Has anybody ridden near and around Mount Adams?


----------



## Vientomas (Jul 18, 2007)

Check this web site for some maps:

http://troutlakewashington.com/business/events-2/events/

I have ridden the "Forest Loop". It is a very nice ride. Little auto traffic and great scenery.


----------



## eplanajr (May 11, 2009)

Cool. Thanks


----------



## ronbo613 (Jan 19, 2009)

> Forest Loop


I live nearby and ride here quite a bit. It is a great ride, plenty of climbing, not much traffic, great views.
Take plenty of water and keep in mind there are a few sections of no pavement that can be fairly rough, so use durable tires and carry a spare tube or two.
If you go on a weekend, park at Trout Lake School.


----------



## Gnarly 928 (Nov 19, 2005)

eplanajr said:


> Has anybody ridden near and around Mount Adams?


 live near there also. I often ride routes that go into Trout Lake, later in the season, I'll do some loops to the north out of Trout Lake right up on the shoulder of Adams. The loop in Waterman's blog (fancy..) is a hot-weather favorite, but for much later (July?) in the summer. It is not all THAT remote or difficult..We often park for that one at the Trout Lake ranger station, you can get a look at the maps inside, sometimes the rangers know road conditions, too. I can do that one with two water bottles, though I carry three usually.

Another nice loop I like> start in BZ Corners ( on SR 141 White Salmon to Trout Lake) There is a boat launch parking area with bathrooms and water fountains or the C-stores in "town" If you head east on the Glenwood road, you can finish the loop with a downhill. 
You will climb a double climb up to the Conboy Lake wildlife area then ride flat into Glenwood. Water up and head west towards Trout Lake...More climbing, with Adam in your right hand foreground. After a cool descent into the Trout Lake basin the road Ts and you head left...(right will put you on that other loop..forest rd 23) Nice coffee and pastries at a shop at the junction in downtown Trout Lake. Then you head west down SR 141, back down to BZ Corners...downhill all the way but usually against the Gorge wind. About 58 miles. Nice ride. Watch out for bears on the highway..


----------



## ChilliConCarnage (Jun 1, 2006)

I've done the 100 mile route of the organized Mt.Adams ride twice and enjoyed it. I like the "forest loop" better than the flatter farmland route. Just download the maps from the site above if you want to do it solo.
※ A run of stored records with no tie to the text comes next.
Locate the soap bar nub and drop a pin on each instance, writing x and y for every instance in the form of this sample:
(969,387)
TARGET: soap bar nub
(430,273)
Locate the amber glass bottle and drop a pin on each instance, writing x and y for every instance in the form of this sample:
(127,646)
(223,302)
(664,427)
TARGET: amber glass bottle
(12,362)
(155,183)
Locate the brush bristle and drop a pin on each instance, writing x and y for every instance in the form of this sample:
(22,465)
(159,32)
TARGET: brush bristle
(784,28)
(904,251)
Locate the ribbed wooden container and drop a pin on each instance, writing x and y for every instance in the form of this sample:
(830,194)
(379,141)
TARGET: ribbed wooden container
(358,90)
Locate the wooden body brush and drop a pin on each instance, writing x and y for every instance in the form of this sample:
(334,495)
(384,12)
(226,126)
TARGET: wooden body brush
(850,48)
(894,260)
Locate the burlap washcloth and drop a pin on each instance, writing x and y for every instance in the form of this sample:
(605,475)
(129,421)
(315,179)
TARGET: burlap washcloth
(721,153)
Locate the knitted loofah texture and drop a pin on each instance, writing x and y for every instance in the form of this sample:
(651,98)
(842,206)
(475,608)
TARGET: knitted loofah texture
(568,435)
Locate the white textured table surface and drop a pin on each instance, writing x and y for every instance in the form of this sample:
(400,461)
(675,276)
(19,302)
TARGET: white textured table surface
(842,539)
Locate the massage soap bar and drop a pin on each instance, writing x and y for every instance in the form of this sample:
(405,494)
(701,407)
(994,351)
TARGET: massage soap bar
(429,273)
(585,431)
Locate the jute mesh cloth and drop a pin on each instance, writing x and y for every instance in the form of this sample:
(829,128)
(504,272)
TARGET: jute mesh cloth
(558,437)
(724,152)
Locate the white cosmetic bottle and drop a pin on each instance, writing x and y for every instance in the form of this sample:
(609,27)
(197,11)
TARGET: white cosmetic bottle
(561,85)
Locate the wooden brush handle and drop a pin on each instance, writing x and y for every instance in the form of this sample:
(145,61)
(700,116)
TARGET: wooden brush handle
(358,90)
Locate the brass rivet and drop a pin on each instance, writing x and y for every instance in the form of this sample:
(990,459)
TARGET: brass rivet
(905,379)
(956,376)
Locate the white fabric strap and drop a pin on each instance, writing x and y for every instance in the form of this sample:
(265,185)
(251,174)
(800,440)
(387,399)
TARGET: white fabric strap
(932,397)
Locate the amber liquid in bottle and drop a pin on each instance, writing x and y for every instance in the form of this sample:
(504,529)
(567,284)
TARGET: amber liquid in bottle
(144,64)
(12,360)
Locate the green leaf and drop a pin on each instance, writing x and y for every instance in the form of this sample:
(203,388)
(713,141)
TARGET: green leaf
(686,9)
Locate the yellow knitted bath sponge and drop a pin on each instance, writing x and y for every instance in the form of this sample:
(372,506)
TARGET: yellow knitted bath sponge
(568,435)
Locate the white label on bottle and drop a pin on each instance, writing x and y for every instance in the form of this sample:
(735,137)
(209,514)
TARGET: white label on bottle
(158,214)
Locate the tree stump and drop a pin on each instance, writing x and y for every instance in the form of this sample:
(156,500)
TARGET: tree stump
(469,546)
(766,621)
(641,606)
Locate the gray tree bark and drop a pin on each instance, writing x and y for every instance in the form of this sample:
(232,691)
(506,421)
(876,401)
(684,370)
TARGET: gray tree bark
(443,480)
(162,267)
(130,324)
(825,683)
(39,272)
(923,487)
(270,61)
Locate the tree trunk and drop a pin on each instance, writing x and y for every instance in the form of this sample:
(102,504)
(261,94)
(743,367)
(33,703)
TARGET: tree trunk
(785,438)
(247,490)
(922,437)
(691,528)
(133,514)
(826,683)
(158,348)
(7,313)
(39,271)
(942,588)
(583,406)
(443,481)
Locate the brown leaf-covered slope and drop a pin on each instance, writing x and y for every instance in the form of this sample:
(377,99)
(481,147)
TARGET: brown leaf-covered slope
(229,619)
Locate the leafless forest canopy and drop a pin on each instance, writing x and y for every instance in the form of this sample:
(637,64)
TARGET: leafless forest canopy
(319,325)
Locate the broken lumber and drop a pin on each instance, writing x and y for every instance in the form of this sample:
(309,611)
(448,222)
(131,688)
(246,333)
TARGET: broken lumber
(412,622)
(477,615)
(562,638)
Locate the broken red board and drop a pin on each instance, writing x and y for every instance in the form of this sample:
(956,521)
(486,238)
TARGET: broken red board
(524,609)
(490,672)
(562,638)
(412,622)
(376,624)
Note: If you do the organized ride, I've been disappointed with the support they've provided both times I've ridden it. They run out of food, provide extremely warm water from a jug sitting on the side if the road, and I almost never see support cars on the route. Considering the fact they charge $65 for the ride, it's pretty bad!

My wife and I are going to ride the route again this year, but we'll be doing it on our own.


----------